Check the inner drum shaft and make sure it has not been bent. Sometimes it helps to use a square.

I've seen guys bend those shafts. It makes the inner drum set inside the outer drum off center. With the drum full of cable and the inner drum out of whack it makes it hard to turn or spool out cable. Once you pull some out it makes more room and allows it to move freely.
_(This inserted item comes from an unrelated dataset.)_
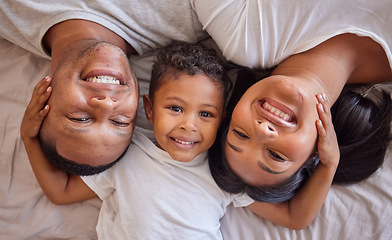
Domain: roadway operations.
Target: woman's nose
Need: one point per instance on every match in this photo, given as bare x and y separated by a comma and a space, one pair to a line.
104, 103
266, 129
I've also seen guys over tighten the nose brackets or power feeds and smash or put to much stress on the inner drum bushing. This typically makes the inner drum had to turn all the time.


----------



## OpenSights (Mar 23, 2015)

PlungerJockey said:


> Pull the cable out
> Remove the drum
> Remove the snap ring in the back that holds the inner drum in place and pull it out.
> Check the inner drum shaft and make sure it has not been bent. Sometimes it helps to use a square.
> ...



My 300 did have a failure inside the drum. That might just be the issue! Thank you! I need to get it up and running tomorrow, backup plan is borrow a machine.


----------



## OpenSights (Mar 23, 2015)

dhal22 said:


> I have 3 General Speedrooters, one is 10-12 years old and never a cable problem beyond an occasional backlash. All have the original cable as well.


When I went on my own I looked into them... heavy sob’s!


----------



## The Dane (Feb 19, 2015)

OpenSights said:


> When I went on my own I looked into them... heavy sob’s!


My old boss has a general speedrooter and yes it's heavy but not as heavy as the gorlitz machine we have where I work now. 

Sent from my R1 HD using Tapatalk


----------



## dhal22 (Jul 30, 2010)

OpenSights said:


> When I went on my own I looked into them... heavy sob’s!


Seems to be a good size. There are heavier and lighter machines but the speed rooter is a great all around machine.


----------



## OpenSights (Mar 23, 2015)

I started out with a sled. Never again! 

Long day planned. Fix machine, science fair, 8th grade chili cook off fundraiser, making a 1 gallon peach moscato for mother’s day, brew a batch of stout and bottle a batch of apple blueberry cider.


----------